What We Stand For
Polaris is guided by three principles: Clarity, Fairness, and Reliability.
These principles are not slogans and not promises.
They describe the standards we believe should guide responsible works council work — especially in complex and changing environments.
They also provide a shared reference point for how employee representation should function: predictable in its approach, consistent in its reasoning, and transparent in its outcomes.

Clarity
Clarity means that employees are able to understand how things work.
In practice, this includes:
✦ clear expectations around roles, responsibilities, and development
✦ transparent processes that can be followed and explained
✦ decisions that are communicated in a comprehensible way
A lack of clarity creates uncertainty, dependency on informal knowledge, and unequal access to information.
Polaris believes that clarity is a precondition for trust.
Without it, fairness and reliability cannot be meaningfully achieved.

Fairness
Fairness means that rules and decisions are applied consistently and without arbitrariness.
For employees, fairness is experienced when:
✦ comparable situations are treated in comparable ways
✦ standards do not change depending on individuals or teams
✦ decisions are grounded in understandable criteria
Fairness is not about identical outcomes for everyone.
It is about equal treatment within a shared framework.
Polaris understands fairness as a structural responsibility, not an individual gesture.

Reliability
Reliability means that employees can depend on how decisions are handled, even when outcomes are difficult or conditions change.
Reliability is present when:
✦ processes are followed consistently
✦ commitments and standards are upheld over time
✦ change is managed within clear and known boundaries
Importantly, reliability does not mean predictability of external events or business conditions.
It refers to the reliability of internal processes, decision-making, and treatment.
Polaris believes reliability is essential for:
✦ planning work and careers
✦ maintaining trust during change
✦ sustaining performance over time

Why these principles belong together
Clarity, fairness, and reliability are interdependent.
✦ Clarity without fairness creates transparency without equity.
✦ Fairness without clarity creates rules that are hard to trust.
✦ Reliability without both creates consistency without understanding.
Together, these principles form a coherent framework for responsible employee representation.
They provide orientation not by simplifying reality, but by ensuring that complexity is handled thoughtfully, consistently, and transparently.

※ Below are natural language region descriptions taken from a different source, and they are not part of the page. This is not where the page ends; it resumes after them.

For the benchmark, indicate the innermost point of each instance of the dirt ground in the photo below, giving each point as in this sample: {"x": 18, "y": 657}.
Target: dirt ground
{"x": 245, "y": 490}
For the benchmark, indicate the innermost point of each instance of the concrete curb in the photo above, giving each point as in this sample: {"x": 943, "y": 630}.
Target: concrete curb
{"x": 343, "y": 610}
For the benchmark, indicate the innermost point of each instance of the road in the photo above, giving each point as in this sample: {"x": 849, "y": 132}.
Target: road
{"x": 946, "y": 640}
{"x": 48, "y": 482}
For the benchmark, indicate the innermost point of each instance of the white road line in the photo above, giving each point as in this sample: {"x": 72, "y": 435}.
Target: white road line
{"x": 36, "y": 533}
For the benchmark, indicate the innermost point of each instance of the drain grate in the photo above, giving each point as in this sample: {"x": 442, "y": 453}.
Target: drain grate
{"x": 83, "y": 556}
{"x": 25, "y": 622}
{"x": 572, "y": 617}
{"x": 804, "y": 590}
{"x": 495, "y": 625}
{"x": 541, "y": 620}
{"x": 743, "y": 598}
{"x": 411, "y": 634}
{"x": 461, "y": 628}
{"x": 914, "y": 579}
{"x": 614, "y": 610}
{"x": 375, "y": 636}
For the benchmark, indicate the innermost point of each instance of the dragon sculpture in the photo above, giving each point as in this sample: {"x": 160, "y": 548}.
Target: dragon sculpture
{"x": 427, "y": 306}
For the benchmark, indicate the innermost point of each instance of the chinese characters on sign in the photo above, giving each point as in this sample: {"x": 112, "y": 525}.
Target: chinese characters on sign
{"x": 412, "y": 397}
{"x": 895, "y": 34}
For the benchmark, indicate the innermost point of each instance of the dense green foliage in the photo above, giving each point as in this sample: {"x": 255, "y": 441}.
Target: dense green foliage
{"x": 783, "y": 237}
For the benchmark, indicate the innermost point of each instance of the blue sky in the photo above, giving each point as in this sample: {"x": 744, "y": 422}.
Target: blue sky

How these principles guide our approach
For Polaris, these principles serve as:
✦ a benchmark for evaluating issues
✦ a guide for setting priorities
✦ a reference point for communication and decision-making
They shape how we prepare, how we engage in dialogue, and how we understand the role of a works council — not as a stage for positioning, but as a structural institution of trust.

Looking ahead
These principles are stable by design.
They do not depend on individual personalities, short-term dynamics, or campaign phases. They are intended to remain relevant before, during, and after an election.
This continuity is central to what Polaris stands for.

Transparency note
Polaris is currently a group of employees preparing to form a list for the upcoming works council election.
This site is intended to provide orientation and information.